Bipartisan, Bicameral Legislation Introduced to Protect Insurance Policy Holders from Being Forced to Bailout Financial Firms


Washington, March 20, 2015 - U.S. Representatives Bill Posey (R-FL) and Brad Sherman (D-CA) joined with U.S. Senators David Vitter (R-LA) and Jon Tester (D-MT) introduced the Policyholder Protection Act (H.R. 1478, S. 798), bipartisan legislation to ensure that your personal insurance policies won’t be raided to prop-up failing financial institutions.

“It’s simply wrong to force average middle-class families to put their homeowner’s or life insurance policies at risk because some Wall Street firm made a bad bet,” said U.S. Rep. Bill Posey, a member of the House Financial Services Committee.

“I strongly support this bipartisan, common-sense fix that needs to be made,” said U.S. Rep. Brad Sherman, also a member of the House Financial Services Committee. “It will insure that those with insurance policies will not have the security of those policies undermined by a contingency they could not foresee.”

“Returning discretion to insurance state regulators, rather than the federal government, will better protect consumers and taxpayers,” said U.S. Senator David Vitter, a member of the Senate Committee on Banking, Housing and Urban Affairs.

“Insurance is designed to protect customers against risk, and policyholders shouldn’t be on the hook for a failing bank that’s tied to their insurer,” said U.S. Senator Jon Tester, a member of the Senate Committee on Banking, Housing and Urban Affairs. “This bill empowers state insurance regulators to protect policyholders, regardless of their organizational structure.”
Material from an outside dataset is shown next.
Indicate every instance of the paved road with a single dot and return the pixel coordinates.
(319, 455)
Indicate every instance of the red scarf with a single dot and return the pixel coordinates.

Specifically, the bill clarifies the intended authority of state insurance regulators to wall-off insurance companies organized under thrift holding companies from being held financially responsible for an affiliated bank’s failure or financial stress. Under current law, there exists an opportunity that the state regulator would be kept out of the process of an FDIC orderly liquidation to ensure the proper steps are taken to protect policy holders. This legislation would ensure that all the tools are available to state insurance regulators to protect policyholders from undue harm and continue to pay claims regardless of the financial condition of an affiliated institution.